It’s obvious co-ops won’t do the job. That’s why the insurers like them. It’s a “Don’t throw me in the briar patch” moment for them. They already have a 50-state strategy to deal with local governors, legislative leaders and state oversight boards. Co-ops would be novel, start from scratch, with no track record or trust, and with questionable rules and outcomes. The predictable result will be a mishmash of 50 inconsistent markets vulnerable to the power of the insurers. A sure recipe either for keeping the status quo, or for keeping multiple state markets insulated from reform, perpetuating high profits and poor health care.
Congress has an enormous job to do. So far, it’s still playing around with whether it will do it, not how.
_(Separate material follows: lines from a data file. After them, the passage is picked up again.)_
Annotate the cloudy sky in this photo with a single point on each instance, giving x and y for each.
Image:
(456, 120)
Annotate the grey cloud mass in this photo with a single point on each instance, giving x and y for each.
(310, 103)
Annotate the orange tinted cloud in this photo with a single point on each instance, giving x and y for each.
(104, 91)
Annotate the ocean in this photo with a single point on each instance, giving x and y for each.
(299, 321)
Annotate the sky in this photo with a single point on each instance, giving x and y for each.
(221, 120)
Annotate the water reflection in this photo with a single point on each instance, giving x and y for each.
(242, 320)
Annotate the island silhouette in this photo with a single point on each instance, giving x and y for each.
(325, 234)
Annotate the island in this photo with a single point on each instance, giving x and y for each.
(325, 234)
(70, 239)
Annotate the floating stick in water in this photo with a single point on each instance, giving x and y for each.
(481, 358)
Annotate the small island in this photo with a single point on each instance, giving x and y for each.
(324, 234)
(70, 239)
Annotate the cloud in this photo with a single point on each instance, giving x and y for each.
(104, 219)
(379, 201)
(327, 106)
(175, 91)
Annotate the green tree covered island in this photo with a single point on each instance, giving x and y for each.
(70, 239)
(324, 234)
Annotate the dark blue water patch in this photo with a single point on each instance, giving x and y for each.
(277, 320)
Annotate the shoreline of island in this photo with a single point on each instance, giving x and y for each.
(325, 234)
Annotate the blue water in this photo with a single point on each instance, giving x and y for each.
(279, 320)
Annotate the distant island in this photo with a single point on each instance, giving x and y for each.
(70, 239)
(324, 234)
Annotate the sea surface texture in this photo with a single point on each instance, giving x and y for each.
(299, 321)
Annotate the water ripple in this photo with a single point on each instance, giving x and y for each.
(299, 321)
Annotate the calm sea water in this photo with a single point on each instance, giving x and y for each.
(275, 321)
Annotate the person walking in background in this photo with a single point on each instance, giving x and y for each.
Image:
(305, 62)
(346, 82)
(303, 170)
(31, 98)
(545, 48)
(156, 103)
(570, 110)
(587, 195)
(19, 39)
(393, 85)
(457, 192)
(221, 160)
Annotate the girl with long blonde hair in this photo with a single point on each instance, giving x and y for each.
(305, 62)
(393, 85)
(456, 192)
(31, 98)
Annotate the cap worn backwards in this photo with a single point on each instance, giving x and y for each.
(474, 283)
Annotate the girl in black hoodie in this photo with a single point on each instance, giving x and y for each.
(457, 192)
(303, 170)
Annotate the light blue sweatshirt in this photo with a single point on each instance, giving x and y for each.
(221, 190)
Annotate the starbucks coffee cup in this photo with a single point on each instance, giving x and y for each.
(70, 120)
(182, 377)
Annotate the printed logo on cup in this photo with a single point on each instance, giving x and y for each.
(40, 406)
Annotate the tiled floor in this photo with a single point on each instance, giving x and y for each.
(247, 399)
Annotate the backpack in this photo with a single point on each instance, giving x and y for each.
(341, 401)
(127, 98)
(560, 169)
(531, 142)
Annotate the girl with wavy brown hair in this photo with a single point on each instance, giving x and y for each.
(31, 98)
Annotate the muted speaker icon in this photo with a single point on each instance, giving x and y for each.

OT – Sen. Dodd has early stage prostate cancer. LINK
Has anyone heard where Senator Dodd will be undergoing treatment?
Canada, UK or France??
I can never resist looking at the interpersonal dynamics of these situations – this is the closest to trash talking we’re ever going to get from Sen Rockefeller – and I enjoyed the hell out of it
it doesn’t hurt that he’s gravitas gangsta with the Villagers either
The only thing I see in the coop proposal is a thinly disguised delay tactic, and I see someone else thinks so too by the looks of that chart.
I really loved it the other day when he said, I’m a millionaire and maybe my taxes go up a little bit. I’m really not going to notice.
Kinda refreshing in a weird way.
This would be because all he’s doing is reading the insurance company talking points that are included in the envelopes of unmarked 100 dollar bills being handed out to blue dogs and republicans all over DC.
And since rarely does the media question anything of substance in depth, (unlike, say the beer un-summit at the White House yda) he’s been able to spew this nonsense and not be called on it.
It is simply ridiculous to fight against a public option in the name of being fiscally conservative (and they know it), but they expect enough of us to be too stupid to understand that.
It’s just a nonstarter.
I was anxious as hell at the beginning of the week when Senator Stabenow got all mushmouthed about co-ops, but then Sherrod Brown played fiery ‘bad cop’ – publicly calling them “phony!” to Senator Rockefeller’s civil ‘good cop’
nice choreography guys
Blue Texan’s regularly scheduled post is up on the front page: “House Extends Wildly Successful, Popular “Cash for Clunkers”; Republicans Pout”
Make sure you tell your friends to boycott John Stossel’s hit piece on Canadian health care tonight. Do not give that douche bag any ratings.
Here is an awesome clip of a segment of him and Glenn Beck with subtitles debunking their claims.
http://progressnotcongress.org/p?=2352
Spread the word.
Conrad has waisted months now on backroom negotiations. No committee hearings, debate or bill markup. Now the Senate goes on summer vacation for a month. Sounds like a stall tactic to kill reform.
New Mexico has some experience with a Co-op system. With all due respect to the people I worked with on the project, it is a failure. Everyone involved in the project wanted to make it work. And in fairness, it has worked for some. What it hasn’t done is to address the problem of uninsured persons in our state in a measurable way.
Why didn’t it work? I’m not entirely sure, but I’ll speculate on three components. First, it wasn’t funded adequately. That limited the size of the program. Second, it was full of provisions to avoid crowding out private insurers, although the program was marketed through those same insurers. Finally, it wasn’t promoted properly.
By the way, under “Expect delays”, you should note that in some cases (Texans, I’m talking to you!) the delay is likely to be infinite.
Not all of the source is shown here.